Postby John_Clements » Wed Mar 10, 2004 5:52 pm
Hi Stu M.
Since you mentioned most rapiers as supposedly distally flattening toward their tips in regard to their cutting capacity, it reads as if you were offering this as evidence they cut?Anyway, I go on the evidence I can experience from my own cutting tests and my own examination of real weapons, and then seek a more holistic understanding of a historical manual, rather than isolating one instruction from one text and running with it to the exclusion of all others (as we see occur from time to time).

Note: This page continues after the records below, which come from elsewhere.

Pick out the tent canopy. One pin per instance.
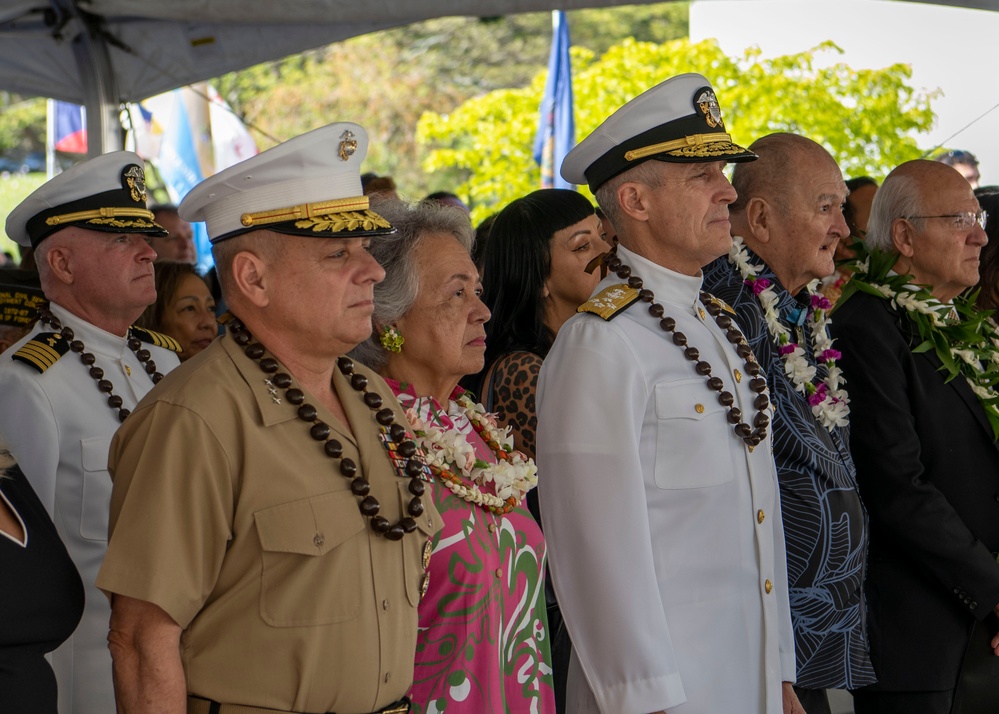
(101, 53)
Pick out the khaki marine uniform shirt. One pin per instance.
(229, 516)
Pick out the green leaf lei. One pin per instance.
(964, 337)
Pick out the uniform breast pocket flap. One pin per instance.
(692, 436)
(311, 560)
(95, 499)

I think the implication in Swetnam’s statement on wrist blows with his rapier is self-explanatory when he advised: “strike not one blow in a fight, at what weapon soever thou fightest withall, except it be a wrist blow, and that you may as well doe with a rapier, as with a sword”. (p. 35) Since more directly he instructed: “Also, take headeth that thou strike not with thy rapier, for so thou may breake it, and bring thy self to thine enemies mercy, and it may be he will take the advantage of thee”. (p. E3). This hardly sounds like a weapon whose blows are going to significantly bite into flesh (especially if delivered with a mere "wrist blow"). As well, seeing that in Part XII, he writes of “to give a wrist blowe, the which blow a man may strike with his Rapier, because it is of small force, and consumes little time…” would again logically seem to fit in with the understanding that this kind of hit on the human wrist (with its thin bones and bundle nerve endings) can resulting disarming a man regardless of the nature of the weapon used.

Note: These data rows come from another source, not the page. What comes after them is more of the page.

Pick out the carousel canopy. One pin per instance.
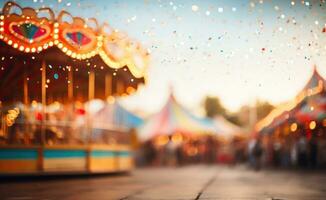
(112, 114)
(174, 118)
(31, 39)
(225, 128)
(309, 104)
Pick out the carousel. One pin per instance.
(53, 69)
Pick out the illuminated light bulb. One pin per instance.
(111, 99)
(177, 137)
(293, 127)
(312, 125)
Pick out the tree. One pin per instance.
(213, 107)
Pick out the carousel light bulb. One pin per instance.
(293, 127)
(312, 125)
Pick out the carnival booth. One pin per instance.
(300, 122)
(174, 133)
(50, 67)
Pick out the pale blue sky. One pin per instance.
(218, 49)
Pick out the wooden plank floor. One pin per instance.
(186, 183)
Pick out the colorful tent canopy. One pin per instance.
(225, 128)
(175, 118)
(308, 105)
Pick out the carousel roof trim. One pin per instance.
(30, 33)
(308, 90)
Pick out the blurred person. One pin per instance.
(149, 153)
(313, 151)
(170, 152)
(251, 145)
(258, 152)
(277, 153)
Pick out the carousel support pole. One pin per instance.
(43, 102)
(27, 138)
(108, 85)
(91, 85)
(43, 140)
(26, 100)
(91, 94)
(70, 85)
(120, 87)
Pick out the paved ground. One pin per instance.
(195, 182)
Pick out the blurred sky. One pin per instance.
(235, 49)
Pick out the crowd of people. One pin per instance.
(300, 151)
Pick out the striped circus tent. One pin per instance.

A “cut” after all is any blow with the edge of a sword, regardless of the actual sharpness of such an edge or the capacity for that sword to make an incise wound. Just as a particularly curved sword can still thrust, though not nearly as well as a straight one, even a slender sword can “cut”, but not nearly as well as a wider one. After all, even a car-antenna or a slender cane rod can “cut” if you slash someone with enough force and hit the right spot.
Rapiers come in all shapes and sizes, and classifying them all as “rapiers” is not always easy (and as I described in my 1997 book, they are quite typical misidentified). But what they all have in common is that they are decidedly slender and rigid blades designed for a thrusting style (as opposed to a “cutting and thrusting”) of swordplay.